Jotting down a few notes before I get started. Talked earlier this week with Joe about how they overcame volume mount and user permissions issues for the forem self-host instances (Digital ocean droplet running podman running thes quay.io/forem/forem:latest image plus supporting services).
"quay containers" is a horrible name for this - what I mean are the containers I can download now from quay.io/forem/forem that are built and tagged by buildkite both during PR branches and master builds. This is important because these are also the containers we deploy (in forem cloud, and likely in self-hosting).

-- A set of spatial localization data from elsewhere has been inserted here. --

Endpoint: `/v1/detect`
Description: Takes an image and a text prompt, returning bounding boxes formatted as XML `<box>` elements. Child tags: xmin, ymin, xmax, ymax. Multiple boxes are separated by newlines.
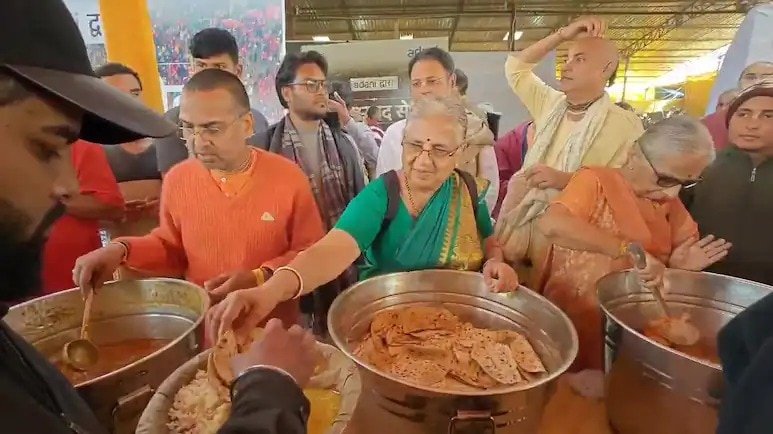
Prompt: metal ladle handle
<box><xmin>627</xmin><ymin>243</ymin><xmax>670</xmax><ymax>317</ymax></box>
<box><xmin>81</xmin><ymin>291</ymin><xmax>93</xmax><ymax>340</ymax></box>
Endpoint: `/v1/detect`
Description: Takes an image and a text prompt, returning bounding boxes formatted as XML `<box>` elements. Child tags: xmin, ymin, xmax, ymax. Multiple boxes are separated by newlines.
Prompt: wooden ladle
<box><xmin>628</xmin><ymin>243</ymin><xmax>700</xmax><ymax>346</ymax></box>
<box><xmin>62</xmin><ymin>290</ymin><xmax>99</xmax><ymax>371</ymax></box>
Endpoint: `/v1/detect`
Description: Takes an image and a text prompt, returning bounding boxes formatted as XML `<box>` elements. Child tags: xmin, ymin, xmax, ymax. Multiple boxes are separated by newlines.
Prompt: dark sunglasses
<box><xmin>638</xmin><ymin>143</ymin><xmax>701</xmax><ymax>189</ymax></box>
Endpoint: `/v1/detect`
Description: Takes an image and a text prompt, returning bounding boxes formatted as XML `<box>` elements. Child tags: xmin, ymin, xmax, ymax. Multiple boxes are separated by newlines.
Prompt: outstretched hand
<box><xmin>669</xmin><ymin>235</ymin><xmax>731</xmax><ymax>271</ymax></box>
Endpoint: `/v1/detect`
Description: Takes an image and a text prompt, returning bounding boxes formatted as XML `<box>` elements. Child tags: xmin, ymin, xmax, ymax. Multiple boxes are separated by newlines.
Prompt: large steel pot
<box><xmin>598</xmin><ymin>269</ymin><xmax>772</xmax><ymax>434</ymax></box>
<box><xmin>328</xmin><ymin>270</ymin><xmax>577</xmax><ymax>434</ymax></box>
<box><xmin>5</xmin><ymin>278</ymin><xmax>209</xmax><ymax>434</ymax></box>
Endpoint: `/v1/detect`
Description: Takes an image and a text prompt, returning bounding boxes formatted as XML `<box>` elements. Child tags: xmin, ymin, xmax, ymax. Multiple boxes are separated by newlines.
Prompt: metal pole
<box><xmin>508</xmin><ymin>0</ymin><xmax>516</xmax><ymax>51</ymax></box>
<box><xmin>621</xmin><ymin>57</ymin><xmax>631</xmax><ymax>101</ymax></box>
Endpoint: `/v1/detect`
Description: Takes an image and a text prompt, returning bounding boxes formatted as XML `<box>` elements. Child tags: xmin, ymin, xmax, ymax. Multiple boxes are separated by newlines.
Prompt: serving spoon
<box><xmin>628</xmin><ymin>243</ymin><xmax>700</xmax><ymax>346</ymax></box>
<box><xmin>62</xmin><ymin>290</ymin><xmax>99</xmax><ymax>371</ymax></box>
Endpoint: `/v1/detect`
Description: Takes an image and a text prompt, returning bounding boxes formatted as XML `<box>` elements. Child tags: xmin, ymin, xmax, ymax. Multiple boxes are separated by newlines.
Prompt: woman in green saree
<box><xmin>208</xmin><ymin>95</ymin><xmax>519</xmax><ymax>337</ymax></box>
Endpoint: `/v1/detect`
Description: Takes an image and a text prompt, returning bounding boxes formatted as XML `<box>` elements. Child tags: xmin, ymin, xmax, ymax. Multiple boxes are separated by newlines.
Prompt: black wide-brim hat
<box><xmin>1</xmin><ymin>0</ymin><xmax>175</xmax><ymax>144</ymax></box>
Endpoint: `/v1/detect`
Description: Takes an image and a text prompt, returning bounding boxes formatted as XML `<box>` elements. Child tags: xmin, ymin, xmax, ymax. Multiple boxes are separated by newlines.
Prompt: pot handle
<box><xmin>112</xmin><ymin>384</ymin><xmax>154</xmax><ymax>434</ymax></box>
<box><xmin>448</xmin><ymin>410</ymin><xmax>495</xmax><ymax>434</ymax></box>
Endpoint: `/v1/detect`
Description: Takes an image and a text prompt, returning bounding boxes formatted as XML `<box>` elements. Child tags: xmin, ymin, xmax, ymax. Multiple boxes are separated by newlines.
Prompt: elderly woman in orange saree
<box><xmin>536</xmin><ymin>116</ymin><xmax>732</xmax><ymax>389</ymax></box>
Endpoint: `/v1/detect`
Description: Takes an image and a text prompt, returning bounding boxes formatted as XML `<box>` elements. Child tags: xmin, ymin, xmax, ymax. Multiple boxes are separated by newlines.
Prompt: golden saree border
<box><xmin>446</xmin><ymin>173</ymin><xmax>485</xmax><ymax>271</ymax></box>
<box><xmin>438</xmin><ymin>174</ymin><xmax>460</xmax><ymax>264</ymax></box>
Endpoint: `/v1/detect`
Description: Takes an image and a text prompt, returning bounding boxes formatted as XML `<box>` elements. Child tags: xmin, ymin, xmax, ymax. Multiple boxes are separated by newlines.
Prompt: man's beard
<box><xmin>294</xmin><ymin>106</ymin><xmax>327</xmax><ymax>121</ymax></box>
<box><xmin>0</xmin><ymin>200</ymin><xmax>65</xmax><ymax>302</ymax></box>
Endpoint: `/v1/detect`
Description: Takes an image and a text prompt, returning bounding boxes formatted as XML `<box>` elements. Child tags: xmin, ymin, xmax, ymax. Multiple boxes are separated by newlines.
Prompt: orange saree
<box><xmin>540</xmin><ymin>167</ymin><xmax>698</xmax><ymax>371</ymax></box>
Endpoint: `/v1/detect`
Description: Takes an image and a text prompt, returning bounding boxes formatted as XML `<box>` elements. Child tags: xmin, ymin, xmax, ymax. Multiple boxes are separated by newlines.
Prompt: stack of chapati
<box><xmin>354</xmin><ymin>306</ymin><xmax>547</xmax><ymax>392</ymax></box>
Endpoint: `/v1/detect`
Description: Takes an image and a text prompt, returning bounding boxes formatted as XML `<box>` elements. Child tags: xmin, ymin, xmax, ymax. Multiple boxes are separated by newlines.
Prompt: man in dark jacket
<box><xmin>683</xmin><ymin>82</ymin><xmax>773</xmax><ymax>286</ymax></box>
<box><xmin>154</xmin><ymin>28</ymin><xmax>269</xmax><ymax>175</ymax></box>
<box><xmin>0</xmin><ymin>1</ymin><xmax>311</xmax><ymax>433</ymax></box>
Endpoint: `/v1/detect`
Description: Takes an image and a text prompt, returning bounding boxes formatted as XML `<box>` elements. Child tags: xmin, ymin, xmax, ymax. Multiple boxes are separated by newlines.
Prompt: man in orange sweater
<box><xmin>72</xmin><ymin>69</ymin><xmax>325</xmax><ymax>328</ymax></box>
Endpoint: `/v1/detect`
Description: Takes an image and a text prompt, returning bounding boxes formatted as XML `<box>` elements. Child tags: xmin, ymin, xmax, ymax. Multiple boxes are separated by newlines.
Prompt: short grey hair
<box><xmin>718</xmin><ymin>88</ymin><xmax>739</xmax><ymax>101</ymax></box>
<box><xmin>0</xmin><ymin>69</ymin><xmax>34</xmax><ymax>106</ymax></box>
<box><xmin>405</xmin><ymin>95</ymin><xmax>468</xmax><ymax>143</ymax></box>
<box><xmin>638</xmin><ymin>115</ymin><xmax>715</xmax><ymax>163</ymax></box>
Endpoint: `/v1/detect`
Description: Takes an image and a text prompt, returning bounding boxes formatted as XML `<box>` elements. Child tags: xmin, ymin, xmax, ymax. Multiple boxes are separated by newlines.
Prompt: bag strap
<box><xmin>381</xmin><ymin>170</ymin><xmax>401</xmax><ymax>229</ymax></box>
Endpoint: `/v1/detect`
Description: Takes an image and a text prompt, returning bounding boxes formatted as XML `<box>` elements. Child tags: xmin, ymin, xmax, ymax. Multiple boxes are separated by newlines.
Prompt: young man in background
<box><xmin>154</xmin><ymin>28</ymin><xmax>269</xmax><ymax>174</ymax></box>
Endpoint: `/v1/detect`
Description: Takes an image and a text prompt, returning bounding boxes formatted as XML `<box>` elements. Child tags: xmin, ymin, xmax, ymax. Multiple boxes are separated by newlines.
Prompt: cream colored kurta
<box><xmin>497</xmin><ymin>56</ymin><xmax>644</xmax><ymax>287</ymax></box>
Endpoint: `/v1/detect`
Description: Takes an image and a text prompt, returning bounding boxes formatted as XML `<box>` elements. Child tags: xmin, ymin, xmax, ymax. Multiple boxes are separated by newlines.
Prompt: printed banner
<box><xmin>63</xmin><ymin>0</ymin><xmax>105</xmax><ymax>45</ymax></box>
<box><xmin>350</xmin><ymin>76</ymin><xmax>399</xmax><ymax>92</ymax></box>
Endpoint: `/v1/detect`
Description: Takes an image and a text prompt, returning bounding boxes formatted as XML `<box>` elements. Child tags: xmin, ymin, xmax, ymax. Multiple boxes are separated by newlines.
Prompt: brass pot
<box><xmin>5</xmin><ymin>278</ymin><xmax>209</xmax><ymax>434</ymax></box>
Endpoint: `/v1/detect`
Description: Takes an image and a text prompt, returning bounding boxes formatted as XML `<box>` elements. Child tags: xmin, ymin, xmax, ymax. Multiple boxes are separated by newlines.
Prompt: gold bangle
<box><xmin>252</xmin><ymin>268</ymin><xmax>265</xmax><ymax>286</ymax></box>
<box><xmin>274</xmin><ymin>266</ymin><xmax>304</xmax><ymax>300</ymax></box>
<box><xmin>617</xmin><ymin>240</ymin><xmax>630</xmax><ymax>258</ymax></box>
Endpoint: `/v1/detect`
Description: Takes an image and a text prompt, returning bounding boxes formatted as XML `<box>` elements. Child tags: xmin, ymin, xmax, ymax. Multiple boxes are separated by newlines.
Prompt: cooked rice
<box><xmin>168</xmin><ymin>370</ymin><xmax>231</xmax><ymax>434</ymax></box>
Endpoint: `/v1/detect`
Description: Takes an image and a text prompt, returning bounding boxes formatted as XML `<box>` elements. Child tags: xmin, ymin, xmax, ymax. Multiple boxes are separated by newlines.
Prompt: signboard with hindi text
<box><xmin>350</xmin><ymin>76</ymin><xmax>399</xmax><ymax>92</ymax></box>
<box><xmin>301</xmin><ymin>37</ymin><xmax>448</xmax><ymax>127</ymax></box>
<box><xmin>63</xmin><ymin>0</ymin><xmax>104</xmax><ymax>45</ymax></box>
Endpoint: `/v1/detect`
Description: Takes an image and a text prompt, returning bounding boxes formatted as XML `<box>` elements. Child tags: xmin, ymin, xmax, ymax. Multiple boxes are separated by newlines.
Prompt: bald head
<box><xmin>717</xmin><ymin>88</ymin><xmax>739</xmax><ymax>112</ymax></box>
<box><xmin>739</xmin><ymin>61</ymin><xmax>773</xmax><ymax>90</ymax></box>
<box><xmin>561</xmin><ymin>37</ymin><xmax>620</xmax><ymax>95</ymax></box>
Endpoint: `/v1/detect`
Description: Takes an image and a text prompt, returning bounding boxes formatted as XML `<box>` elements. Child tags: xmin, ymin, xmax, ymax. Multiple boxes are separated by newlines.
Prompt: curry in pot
<box><xmin>642</xmin><ymin>323</ymin><xmax>719</xmax><ymax>365</ymax></box>
<box><xmin>50</xmin><ymin>338</ymin><xmax>171</xmax><ymax>384</ymax></box>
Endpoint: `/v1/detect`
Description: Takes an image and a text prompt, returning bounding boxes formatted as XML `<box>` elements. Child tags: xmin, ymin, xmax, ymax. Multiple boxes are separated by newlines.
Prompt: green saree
<box><xmin>335</xmin><ymin>171</ymin><xmax>493</xmax><ymax>280</ymax></box>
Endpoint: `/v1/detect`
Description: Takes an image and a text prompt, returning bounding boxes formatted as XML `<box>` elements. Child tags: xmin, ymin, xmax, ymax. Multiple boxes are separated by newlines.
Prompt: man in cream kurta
<box><xmin>496</xmin><ymin>16</ymin><xmax>644</xmax><ymax>288</ymax></box>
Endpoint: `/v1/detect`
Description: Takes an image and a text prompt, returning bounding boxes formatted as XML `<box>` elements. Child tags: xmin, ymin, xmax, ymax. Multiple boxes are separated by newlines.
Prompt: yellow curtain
<box><xmin>98</xmin><ymin>0</ymin><xmax>164</xmax><ymax>113</ymax></box>
<box><xmin>683</xmin><ymin>73</ymin><xmax>716</xmax><ymax>117</ymax></box>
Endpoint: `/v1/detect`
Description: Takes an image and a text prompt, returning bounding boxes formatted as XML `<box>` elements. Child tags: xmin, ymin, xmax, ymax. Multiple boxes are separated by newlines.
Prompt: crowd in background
<box><xmin>85</xmin><ymin>0</ymin><xmax>284</xmax><ymax>121</ymax></box>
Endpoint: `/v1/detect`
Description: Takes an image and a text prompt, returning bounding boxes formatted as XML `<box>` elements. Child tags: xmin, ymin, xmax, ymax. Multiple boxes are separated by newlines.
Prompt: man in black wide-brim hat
<box><xmin>0</xmin><ymin>1</ymin><xmax>315</xmax><ymax>433</ymax></box>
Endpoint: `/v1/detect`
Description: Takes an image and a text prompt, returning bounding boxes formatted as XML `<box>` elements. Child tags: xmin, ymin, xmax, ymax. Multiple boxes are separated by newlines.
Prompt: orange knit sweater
<box><xmin>118</xmin><ymin>149</ymin><xmax>325</xmax><ymax>325</ymax></box>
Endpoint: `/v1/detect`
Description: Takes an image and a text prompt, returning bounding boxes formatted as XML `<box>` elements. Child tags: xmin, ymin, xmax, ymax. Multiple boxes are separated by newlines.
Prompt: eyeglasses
<box><xmin>403</xmin><ymin>142</ymin><xmax>461</xmax><ymax>161</ymax></box>
<box><xmin>288</xmin><ymin>79</ymin><xmax>328</xmax><ymax>93</ymax></box>
<box><xmin>741</xmin><ymin>72</ymin><xmax>773</xmax><ymax>85</ymax></box>
<box><xmin>638</xmin><ymin>142</ymin><xmax>701</xmax><ymax>189</ymax></box>
<box><xmin>178</xmin><ymin>112</ymin><xmax>248</xmax><ymax>142</ymax></box>
<box><xmin>410</xmin><ymin>76</ymin><xmax>448</xmax><ymax>89</ymax></box>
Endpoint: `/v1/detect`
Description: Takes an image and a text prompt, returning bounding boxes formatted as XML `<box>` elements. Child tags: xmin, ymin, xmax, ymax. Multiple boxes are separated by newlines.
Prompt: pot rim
<box><xmin>14</xmin><ymin>277</ymin><xmax>210</xmax><ymax>387</ymax></box>
<box><xmin>327</xmin><ymin>270</ymin><xmax>578</xmax><ymax>397</ymax></box>
<box><xmin>596</xmin><ymin>269</ymin><xmax>749</xmax><ymax>371</ymax></box>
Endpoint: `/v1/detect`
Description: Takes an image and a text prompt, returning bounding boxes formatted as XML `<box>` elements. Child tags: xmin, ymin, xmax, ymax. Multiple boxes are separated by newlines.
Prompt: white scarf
<box><xmin>497</xmin><ymin>93</ymin><xmax>612</xmax><ymax>257</ymax></box>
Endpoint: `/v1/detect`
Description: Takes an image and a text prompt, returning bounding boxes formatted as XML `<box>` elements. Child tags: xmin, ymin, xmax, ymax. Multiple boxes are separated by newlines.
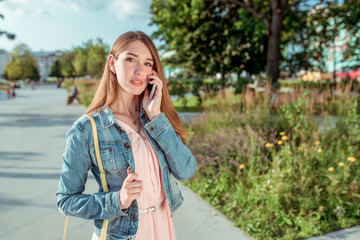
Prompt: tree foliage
<box><xmin>0</xmin><ymin>0</ymin><xmax>15</xmax><ymax>40</ymax></box>
<box><xmin>86</xmin><ymin>39</ymin><xmax>108</xmax><ymax>76</ymax></box>
<box><xmin>151</xmin><ymin>0</ymin><xmax>359</xmax><ymax>84</ymax></box>
<box><xmin>281</xmin><ymin>0</ymin><xmax>360</xmax><ymax>74</ymax></box>
<box><xmin>50</xmin><ymin>38</ymin><xmax>109</xmax><ymax>78</ymax></box>
<box><xmin>3</xmin><ymin>44</ymin><xmax>39</xmax><ymax>81</ymax></box>
<box><xmin>50</xmin><ymin>59</ymin><xmax>62</xmax><ymax>78</ymax></box>
<box><xmin>151</xmin><ymin>0</ymin><xmax>267</xmax><ymax>83</ymax></box>
<box><xmin>338</xmin><ymin>0</ymin><xmax>360</xmax><ymax>66</ymax></box>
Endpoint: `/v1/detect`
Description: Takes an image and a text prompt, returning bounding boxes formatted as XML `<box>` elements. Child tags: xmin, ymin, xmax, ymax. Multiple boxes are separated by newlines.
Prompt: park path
<box><xmin>0</xmin><ymin>85</ymin><xmax>251</xmax><ymax>240</ymax></box>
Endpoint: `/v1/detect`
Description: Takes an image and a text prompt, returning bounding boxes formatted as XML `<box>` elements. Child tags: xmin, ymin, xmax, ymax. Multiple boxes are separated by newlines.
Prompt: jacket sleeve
<box><xmin>144</xmin><ymin>113</ymin><xmax>197</xmax><ymax>181</ymax></box>
<box><xmin>56</xmin><ymin>124</ymin><xmax>127</xmax><ymax>219</ymax></box>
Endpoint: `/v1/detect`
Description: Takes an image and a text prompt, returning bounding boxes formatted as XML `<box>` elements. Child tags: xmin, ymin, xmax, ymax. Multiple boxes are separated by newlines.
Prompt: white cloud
<box><xmin>1</xmin><ymin>0</ymin><xmax>53</xmax><ymax>17</ymax></box>
<box><xmin>43</xmin><ymin>0</ymin><xmax>106</xmax><ymax>12</ymax></box>
<box><xmin>1</xmin><ymin>0</ymin><xmax>151</xmax><ymax>19</ymax></box>
<box><xmin>107</xmin><ymin>0</ymin><xmax>152</xmax><ymax>20</ymax></box>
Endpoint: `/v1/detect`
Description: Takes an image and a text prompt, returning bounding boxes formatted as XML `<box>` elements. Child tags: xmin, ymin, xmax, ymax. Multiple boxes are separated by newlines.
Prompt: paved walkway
<box><xmin>1</xmin><ymin>86</ymin><xmax>359</xmax><ymax>240</ymax></box>
<box><xmin>0</xmin><ymin>85</ymin><xmax>251</xmax><ymax>240</ymax></box>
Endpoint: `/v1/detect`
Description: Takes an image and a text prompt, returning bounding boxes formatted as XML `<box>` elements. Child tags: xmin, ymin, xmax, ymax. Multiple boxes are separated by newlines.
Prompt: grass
<box><xmin>172</xmin><ymin>96</ymin><xmax>201</xmax><ymax>112</ymax></box>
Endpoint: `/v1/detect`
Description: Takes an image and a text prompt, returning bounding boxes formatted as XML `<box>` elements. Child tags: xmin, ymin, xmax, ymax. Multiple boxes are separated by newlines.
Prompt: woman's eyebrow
<box><xmin>125</xmin><ymin>52</ymin><xmax>154</xmax><ymax>62</ymax></box>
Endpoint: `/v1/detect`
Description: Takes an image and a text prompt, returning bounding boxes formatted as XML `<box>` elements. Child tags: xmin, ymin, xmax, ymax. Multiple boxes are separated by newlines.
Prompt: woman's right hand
<box><xmin>119</xmin><ymin>169</ymin><xmax>143</xmax><ymax>210</ymax></box>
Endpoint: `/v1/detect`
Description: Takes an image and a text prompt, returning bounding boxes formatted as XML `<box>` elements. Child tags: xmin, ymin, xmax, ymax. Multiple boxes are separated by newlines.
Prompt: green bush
<box><xmin>185</xmin><ymin>91</ymin><xmax>360</xmax><ymax>239</ymax></box>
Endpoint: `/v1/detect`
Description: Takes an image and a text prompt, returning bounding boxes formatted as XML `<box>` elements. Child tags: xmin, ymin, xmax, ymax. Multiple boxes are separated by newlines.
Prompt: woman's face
<box><xmin>109</xmin><ymin>40</ymin><xmax>154</xmax><ymax>97</ymax></box>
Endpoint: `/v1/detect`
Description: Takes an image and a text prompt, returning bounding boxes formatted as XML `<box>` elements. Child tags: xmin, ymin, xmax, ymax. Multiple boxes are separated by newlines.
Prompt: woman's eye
<box><xmin>145</xmin><ymin>62</ymin><xmax>152</xmax><ymax>67</ymax></box>
<box><xmin>126</xmin><ymin>57</ymin><xmax>135</xmax><ymax>62</ymax></box>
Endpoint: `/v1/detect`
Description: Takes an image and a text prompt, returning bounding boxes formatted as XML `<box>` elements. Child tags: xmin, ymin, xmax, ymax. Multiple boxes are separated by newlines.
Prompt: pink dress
<box><xmin>92</xmin><ymin>119</ymin><xmax>176</xmax><ymax>240</ymax></box>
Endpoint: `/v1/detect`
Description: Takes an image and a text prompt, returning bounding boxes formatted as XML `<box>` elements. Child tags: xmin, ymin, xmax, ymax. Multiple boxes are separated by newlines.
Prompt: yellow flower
<box><xmin>289</xmin><ymin>151</ymin><xmax>293</xmax><ymax>155</ymax></box>
<box><xmin>265</xmin><ymin>143</ymin><xmax>274</xmax><ymax>148</ymax></box>
<box><xmin>277</xmin><ymin>140</ymin><xmax>283</xmax><ymax>145</ymax></box>
<box><xmin>281</xmin><ymin>136</ymin><xmax>289</xmax><ymax>141</ymax></box>
<box><xmin>328</xmin><ymin>167</ymin><xmax>334</xmax><ymax>172</ymax></box>
<box><xmin>338</xmin><ymin>162</ymin><xmax>345</xmax><ymax>167</ymax></box>
<box><xmin>317</xmin><ymin>148</ymin><xmax>322</xmax><ymax>153</ymax></box>
<box><xmin>347</xmin><ymin>157</ymin><xmax>356</xmax><ymax>162</ymax></box>
<box><xmin>239</xmin><ymin>164</ymin><xmax>245</xmax><ymax>169</ymax></box>
<box><xmin>279</xmin><ymin>132</ymin><xmax>286</xmax><ymax>136</ymax></box>
<box><xmin>315</xmin><ymin>141</ymin><xmax>321</xmax><ymax>145</ymax></box>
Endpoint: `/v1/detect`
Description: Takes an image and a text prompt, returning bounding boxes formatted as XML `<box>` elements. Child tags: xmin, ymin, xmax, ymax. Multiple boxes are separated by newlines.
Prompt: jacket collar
<box><xmin>98</xmin><ymin>104</ymin><xmax>149</xmax><ymax>128</ymax></box>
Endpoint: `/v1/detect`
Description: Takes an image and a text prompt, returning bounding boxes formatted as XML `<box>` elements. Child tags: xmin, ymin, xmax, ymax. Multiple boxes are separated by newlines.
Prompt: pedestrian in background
<box><xmin>56</xmin><ymin>31</ymin><xmax>197</xmax><ymax>240</ymax></box>
<box><xmin>11</xmin><ymin>86</ymin><xmax>16</xmax><ymax>98</ymax></box>
<box><xmin>6</xmin><ymin>87</ymin><xmax>11</xmax><ymax>99</ymax></box>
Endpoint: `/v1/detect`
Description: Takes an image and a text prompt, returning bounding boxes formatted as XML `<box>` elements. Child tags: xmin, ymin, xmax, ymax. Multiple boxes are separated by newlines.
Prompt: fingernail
<box><xmin>127</xmin><ymin>166</ymin><xmax>132</xmax><ymax>175</ymax></box>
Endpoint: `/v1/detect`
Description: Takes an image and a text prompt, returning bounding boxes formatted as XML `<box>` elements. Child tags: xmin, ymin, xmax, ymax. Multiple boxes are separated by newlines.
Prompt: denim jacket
<box><xmin>56</xmin><ymin>105</ymin><xmax>197</xmax><ymax>240</ymax></box>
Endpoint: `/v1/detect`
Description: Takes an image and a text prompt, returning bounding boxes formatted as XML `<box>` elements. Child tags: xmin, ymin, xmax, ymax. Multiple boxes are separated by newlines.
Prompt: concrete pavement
<box><xmin>0</xmin><ymin>85</ymin><xmax>251</xmax><ymax>240</ymax></box>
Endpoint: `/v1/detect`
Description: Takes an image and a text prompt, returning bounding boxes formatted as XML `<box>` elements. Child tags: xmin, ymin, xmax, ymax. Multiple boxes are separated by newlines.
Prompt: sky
<box><xmin>0</xmin><ymin>0</ymin><xmax>159</xmax><ymax>53</ymax></box>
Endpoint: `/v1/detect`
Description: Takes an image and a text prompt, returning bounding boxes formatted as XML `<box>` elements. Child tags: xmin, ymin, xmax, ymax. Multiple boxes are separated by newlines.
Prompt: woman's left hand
<box><xmin>142</xmin><ymin>69</ymin><xmax>163</xmax><ymax>120</ymax></box>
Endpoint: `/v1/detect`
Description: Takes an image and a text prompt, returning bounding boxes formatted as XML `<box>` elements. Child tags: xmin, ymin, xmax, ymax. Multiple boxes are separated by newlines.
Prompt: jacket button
<box><xmin>131</xmin><ymin>214</ymin><xmax>137</xmax><ymax>221</ymax></box>
<box><xmin>118</xmin><ymin>128</ymin><xmax>123</xmax><ymax>133</ymax></box>
<box><xmin>149</xmin><ymin>126</ymin><xmax>156</xmax><ymax>131</ymax></box>
<box><xmin>127</xmin><ymin>166</ymin><xmax>132</xmax><ymax>174</ymax></box>
<box><xmin>124</xmin><ymin>144</ymin><xmax>131</xmax><ymax>149</ymax></box>
<box><xmin>126</xmin><ymin>237</ymin><xmax>131</xmax><ymax>240</ymax></box>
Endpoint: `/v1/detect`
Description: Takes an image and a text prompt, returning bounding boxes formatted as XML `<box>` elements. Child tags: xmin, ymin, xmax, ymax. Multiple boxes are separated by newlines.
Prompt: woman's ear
<box><xmin>108</xmin><ymin>54</ymin><xmax>116</xmax><ymax>74</ymax></box>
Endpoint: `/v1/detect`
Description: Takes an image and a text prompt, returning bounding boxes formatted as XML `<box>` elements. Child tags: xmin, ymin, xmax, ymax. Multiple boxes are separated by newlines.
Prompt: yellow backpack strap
<box><xmin>62</xmin><ymin>216</ymin><xmax>69</xmax><ymax>240</ymax></box>
<box><xmin>86</xmin><ymin>114</ymin><xmax>109</xmax><ymax>240</ymax></box>
<box><xmin>86</xmin><ymin>114</ymin><xmax>108</xmax><ymax>192</ymax></box>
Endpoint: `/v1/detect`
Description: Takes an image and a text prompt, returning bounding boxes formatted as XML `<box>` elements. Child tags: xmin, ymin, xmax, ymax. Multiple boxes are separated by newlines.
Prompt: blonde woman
<box><xmin>56</xmin><ymin>31</ymin><xmax>197</xmax><ymax>240</ymax></box>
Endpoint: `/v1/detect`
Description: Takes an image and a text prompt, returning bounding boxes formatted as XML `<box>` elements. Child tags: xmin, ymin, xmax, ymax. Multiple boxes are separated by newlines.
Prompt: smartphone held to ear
<box><xmin>148</xmin><ymin>83</ymin><xmax>157</xmax><ymax>100</ymax></box>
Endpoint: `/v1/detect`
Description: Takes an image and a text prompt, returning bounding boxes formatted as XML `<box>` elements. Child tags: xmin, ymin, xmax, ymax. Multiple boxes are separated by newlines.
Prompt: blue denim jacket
<box><xmin>56</xmin><ymin>105</ymin><xmax>197</xmax><ymax>240</ymax></box>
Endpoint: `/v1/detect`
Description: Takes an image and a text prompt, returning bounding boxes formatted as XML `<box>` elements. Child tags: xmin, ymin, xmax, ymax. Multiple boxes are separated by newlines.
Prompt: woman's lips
<box><xmin>130</xmin><ymin>79</ymin><xmax>143</xmax><ymax>86</ymax></box>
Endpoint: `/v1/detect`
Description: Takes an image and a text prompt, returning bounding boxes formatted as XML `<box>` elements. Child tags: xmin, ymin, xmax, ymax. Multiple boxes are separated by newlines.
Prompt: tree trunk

One thing that needed/needs to happen is removing the root user and using the forem user (sounds like a docker-compose change- the container file already builds a forem user, we weren't using that). - Snapped this commit together during the discussion https://github.com/djuber/forem/commit/36dc3c56a1f18351983bd038f28e49c60ff016be
My last series of tests would copy the tree into the image during build (so any code changes locally required a rebuild of the image, which wasn't a problem as long as just running the container was the task at hand, but could be a big hassle for live use/reuse).
My problems with port vs expose are still valid (I think I want to change to expose basically for everything in testing - unless there's value in seeing port 3000 I shouldn't need to stop the local dev env to interact with docker).
How do I isolate the "testing" stage in the container file?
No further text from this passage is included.